実行委員会名誉会長(滋賀県知事)ごあいさつ
私たちの住む滋賀県は、日本一の湖、琵琶湖を有し、古くから京に近い湖の国ということから、”近つ淡海”を意味する「近江の国」として、様々な歴史の舞台に登場してきました。
近江は、戦国時代から江戸時代にかけて、戦略的に重要な位置を占め、浅井長政の小谷城、織田信長の安土城、羽柴(豊臣)秀吉の長浜城、明智光秀の坂本城、石田三成の佐和山城など、歴史に名を残す人物の城が数多く存在しました。
近江には、この時期、大小約1,300もの城が築かれたとも言われていますが、徳川の太平の世になるまで幾多の変遷を経て、現在も残っている城は彦根城だけです。また、昨年公募によって滋賀県が選定した「近江の城46選」で、最も支持された城は彦根城でした。

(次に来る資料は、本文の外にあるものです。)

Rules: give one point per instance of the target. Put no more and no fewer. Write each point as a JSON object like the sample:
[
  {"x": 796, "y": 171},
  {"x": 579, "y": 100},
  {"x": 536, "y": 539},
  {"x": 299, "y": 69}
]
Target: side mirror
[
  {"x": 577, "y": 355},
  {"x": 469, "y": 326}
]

そうした意味でも、彦根城は近江1,300の城を代表する城郭であると言えます。
彦根城は、国宝に指定されているだけでなく、日本がユネスコの「世界の文化遺産および自然遺産の保護に関する条約」(世界遺産)を批准した1992年以来、世界文化遺産の暫定リストに登載されています。
その他、城内には重要文化財に指定されている櫓がいくつも残り、大名庭園であった玄宮・楽々園等、城域が特別史跡に指定されています。こうした豊富な歴史文化遺産を有する彦根城を会場として開催する築城400年祭は、滋賀が文化財の宝庫であるという一端を全国の皆様にご覧いただける絶好の機会ではないかと思っています。
また、彦根城は、近郊にあった城郭から石垣や櫓そのものを移築したり、部材などを集めて創建されたと言われており、これも彦根城の一つの特徴となっています。江戸時代の初期に、現在のリサイクルにあたる手法により城が築かれたことは、大変興味深いものがあります。
これは、ちょうど私たち滋賀県民が、琵琶湖を守るため、いち早く水環境をはじめとする環境問題に熱心に取り組んできたことや、「もったいない」という古くから近江に根付いた生活哲学と相通ずるものがあるのではないかと思っています。
皆さまには、こうした様々な魅力を放つ彦根城の築城400年祭を機に、ぜひとも彦根にお越しいただくとともに、日本一の琵琶湖や歴史・伝統・文化の香る滋賀県内の各地にお立ち寄りいただき、近江の文化に触れていただきたいと思います。